Ben Kamino makes me feel ashamed, in a good way. The dancer and choreographer regularly goes to a place in his performance art that causes some well-shielded part of me to squirm with discomfort, for which I’m grateful. His performance at SummerWorks this year, titled Fathers & Sons, was no exception.
A durational work—short-hand for long and exhausting—that he shared with his father and brother, Kamino catapulted, sagged, and scampered around the space for six hours. It was a heroic effort, even if the role he played was basically the opposite of the hero.
I’ve been interested in Kamino’s work ever since I saw him perform with Sook-Yin Lee in How Can I Forget? last year. As with that piece, in Fathers & Sons he tries to discover some elusive truth in his own life and history, which he attempts to lure into the open by creating a set of conditions and tasks that he and his family could all comfortably perform together.
To that end, the dance was folded into a scene of general creative busyness. Kamino’s brother Alex is a tattoo and mural artist, and he spent the time drawing designs on two walls. Their father Tim occupied himself creating electric automatons with markers attached to draw on the floor. (Several were crushed.)

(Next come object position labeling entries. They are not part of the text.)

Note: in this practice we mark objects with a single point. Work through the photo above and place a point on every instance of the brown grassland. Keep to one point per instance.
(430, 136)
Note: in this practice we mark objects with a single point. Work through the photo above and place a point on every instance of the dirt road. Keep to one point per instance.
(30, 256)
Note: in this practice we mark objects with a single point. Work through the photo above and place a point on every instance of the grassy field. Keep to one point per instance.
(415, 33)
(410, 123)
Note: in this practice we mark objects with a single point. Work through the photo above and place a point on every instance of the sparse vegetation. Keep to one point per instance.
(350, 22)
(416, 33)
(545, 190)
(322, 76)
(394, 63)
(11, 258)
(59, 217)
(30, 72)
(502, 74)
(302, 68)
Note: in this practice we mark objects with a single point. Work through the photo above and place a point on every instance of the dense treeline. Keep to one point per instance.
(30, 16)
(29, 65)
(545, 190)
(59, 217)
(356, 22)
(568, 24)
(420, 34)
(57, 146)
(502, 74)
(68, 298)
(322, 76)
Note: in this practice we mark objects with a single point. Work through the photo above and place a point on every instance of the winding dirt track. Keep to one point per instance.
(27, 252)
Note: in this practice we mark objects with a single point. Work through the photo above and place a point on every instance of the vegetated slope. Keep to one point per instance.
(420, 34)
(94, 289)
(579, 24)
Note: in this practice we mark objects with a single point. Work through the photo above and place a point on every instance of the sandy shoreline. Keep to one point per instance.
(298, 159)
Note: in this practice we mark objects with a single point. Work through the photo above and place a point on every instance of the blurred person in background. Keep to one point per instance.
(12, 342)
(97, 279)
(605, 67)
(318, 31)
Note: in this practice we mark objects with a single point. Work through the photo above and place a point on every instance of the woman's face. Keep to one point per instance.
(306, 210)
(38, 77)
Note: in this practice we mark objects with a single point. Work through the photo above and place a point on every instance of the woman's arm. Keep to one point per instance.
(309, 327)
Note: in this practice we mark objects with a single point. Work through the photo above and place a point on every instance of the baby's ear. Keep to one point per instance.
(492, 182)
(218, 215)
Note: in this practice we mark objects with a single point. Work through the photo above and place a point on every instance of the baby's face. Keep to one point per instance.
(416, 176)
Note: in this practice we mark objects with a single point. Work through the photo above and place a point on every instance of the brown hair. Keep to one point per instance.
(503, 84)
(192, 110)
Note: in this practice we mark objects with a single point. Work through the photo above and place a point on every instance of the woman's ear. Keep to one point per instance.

Kamino extended that studio atmosphere to include the audience, inviting us into an immersive environment spread out with blankets, books, tape decks, and photos, where we could basically do our own thing. People came and went, napped, flipped through pages of tattoo art or continental philosophy, and stared at the ceiling.
But despite Kamino’s generous offer to ignore him, mostly we watched. Kamino is a delicate figure, thin and airy, and he allows himself to float and flutter like a moth going after a light, while at the same time invoking some heaving primordial power that’s screaming to get out. It’s an absorbing contradiction.
It’s wrong to talk about a simple contradiction in Kamino’s dancing, however, because there’s just too much going on. He seems to enter a raw, unfocused state, convulsed by constantly shifting feelings, literally like a baby. I don’t know if it’s technically the ego or the id, but Kamino lets it all out, like a flag in the wind.
This is the aspect of his work that unnerves and excites me, the crazy childish keening that’s probably more likely to find some exalted state—Kamino is an incredible leaper, throwing himself into the air as if he’s actually trying to get up there—but also threatens to wreck and ruin with disappointment.
Meanwhile, Tim and Alex continued their creative production with a quiet clarity that was deeply reassuring and provided a vital context for Kamino’s dancing. They were the mood of the work, Kamino the emotion. As a meditation on experiencing yourself in a family, it worked for me.
An analogy: watching this performance was like staring out over a lake. His father was the deep, still water, his brother the trees throwing lines at the horizon, and Kamino the wind on the surface. Sometimes he’s kicking up waves and sometimes he’s a gentle ripple, but the lake doesn’t change.
Fathers & Sons was a pay-what-you-can durational performance that took place in the Theatre Centre Incubator (1115 Queen Street West) on Saturday, August 9.